John Cheever, often called “the Chekhov of the Suburbs,” established Ossining as a notable setting in American literature. He lived and wrote in a Dutch Colonial home on Cedar Lane, known as “Afterwhiles,” from 1961 until his death in 1982. Some of his most famous works, including The Swimmer and The Housebreaker of Shady Hill, are set in the fictional town of Shady Hill, a thinly disguised version of Ossining.
Cheever’s stories frequently explore the tension between suburban prosperity and underlying unhappiness. In The Swimmer, the protagonist’s journey through neighbors’ pools culminates in a confrontation with the emptiness of his life. Stories like The Housebreaker of Shady Hill depict simmering middle-class envy and the emotional turmoil beneath the surface of suburban life. Cheever’s perspective is sometimes cynical, but he also expressed genuine appreciation for the comforts of home, writing, “you work the city have children raise, I can’t think of a better place”.

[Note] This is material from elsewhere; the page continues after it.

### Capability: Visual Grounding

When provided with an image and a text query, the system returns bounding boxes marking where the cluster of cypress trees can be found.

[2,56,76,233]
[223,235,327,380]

Susan Cheever, John’s daughter, has written about her father’s life and struggles in her memoir Home Before Dark and her new book, which she describes as “a sequel of sorts.” She recalls watching her father write in their home’s dark guest room, “wearing a ragged crew neck sweater and hunched over a pile of cheap yellow paper”. The family first moved from Manhattan to Briarcliff Manor in 1951, living in a cottage on Revolutionary Road, before settling in Ossining.
Cheever’s Ossining home was not his first suburban residence. In 1951, he and his wife Mary moved to Beechwood, a Westchester estate, which he derisively called “the chicken house in Scarborough”. The Ossining house was sold in 2016, two years after Mary Cheever’s death. Cheever’s time in Ossining contributed to his image as a writer who could transform the ordinary details of suburban life into poetry.
Susan Cheever’s published works include American Bloomsbury, biographies of E.E. Cummings and Bill Wilson, and novels such as A Handsome Man and Doctors and Women. Her new book draws its title from her father’s preface to his collected short stories: “a long-lost world … when almost everybody wore a hat”.
“When almost everybody wore a hat.” — John Cheever’s preface to his collected short stories
John Cheever’s writing captured the complexities of suburban life, blending melancholy with moments of unexpected sweetness, leaving a lasting impact on American literature.